A report completed by four private stakeholders found that electric deregulation has resulted in major savings for consumers in Illinois.
The Southern Illinoisan
Written by John O’Connor
SPRINGFIELD — Electric deregulation has saved Illinois customers as much as $37 billion over the past 16 years, a report released Monday said.
Commissioned by four business groups, the report says the average household has paid $3,600 less overall — or about $240 annually — than if the average annual electricity rates had stayed the same as they were before the 1998 deregulation.
That law allows Illinois utilities to compete for business on the open market rather than being regulated monopolies whose rates are set. Utilities had supplied, as well as delivered, electricity to consumers. The Legislature also restructured the natural gas market.

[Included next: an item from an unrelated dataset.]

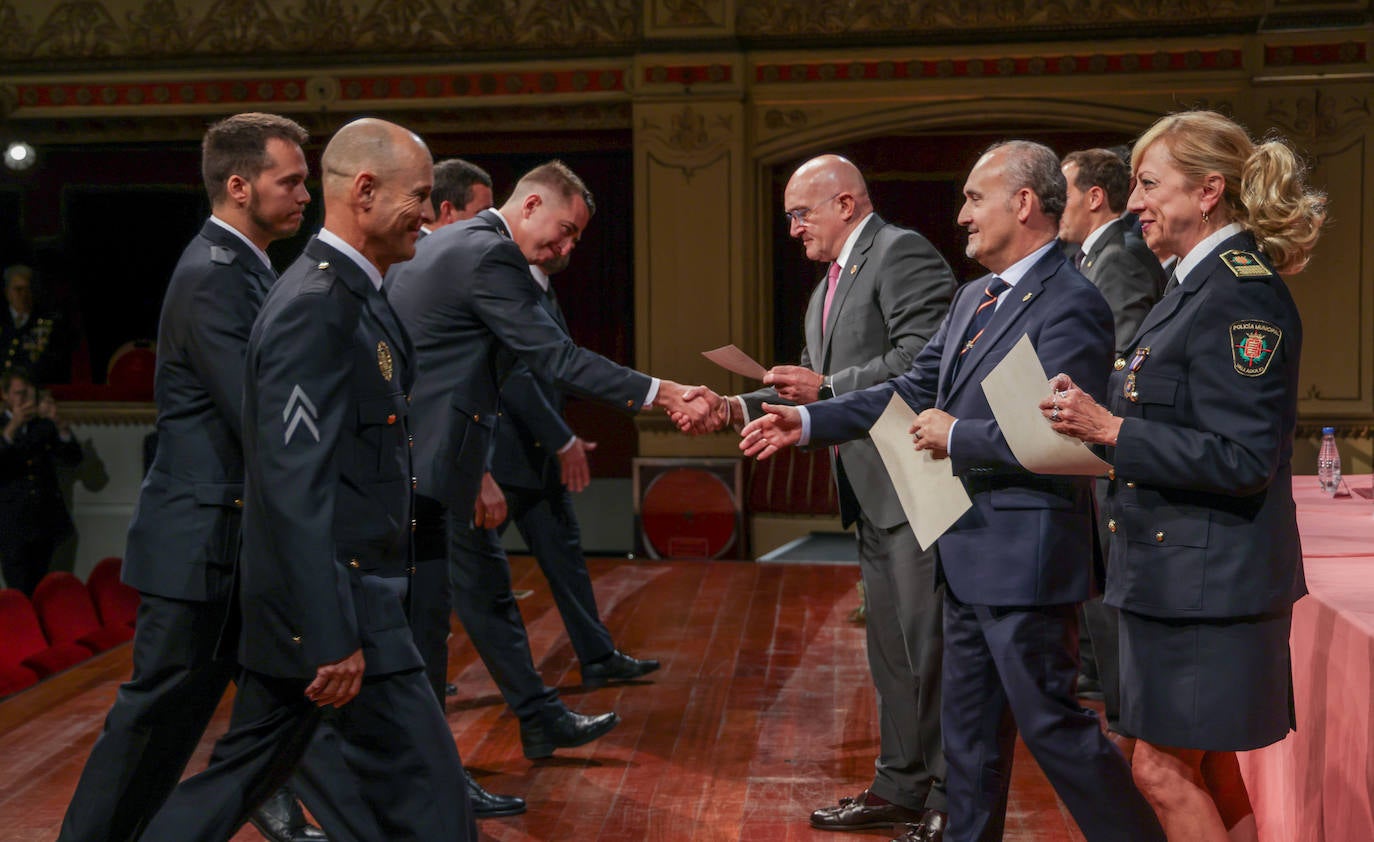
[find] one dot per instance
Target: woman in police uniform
(1205, 556)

“Illinois’ decision to competitively restructure its natural gas and electricity markets has been emphatically vindicated by the results,” the report said. “Supplier competition, access to broad regional energy markets and customer choice are the products of well-considered and conscientiously implemented policies to open the monopoly utility industry to market forces.”
The report was issued by the Illinois Manufacturers’ Association, Illinois Retail Merchants Association, Illinois Chamber of Commerce and the Illinois Business Roundtable. It said traditional regulation of monopoly service worked well when gas and electricity were high-growth industries, but that regulation did not move quickly enough to respond to new technologies and changing conditions when good conditions deteriorated.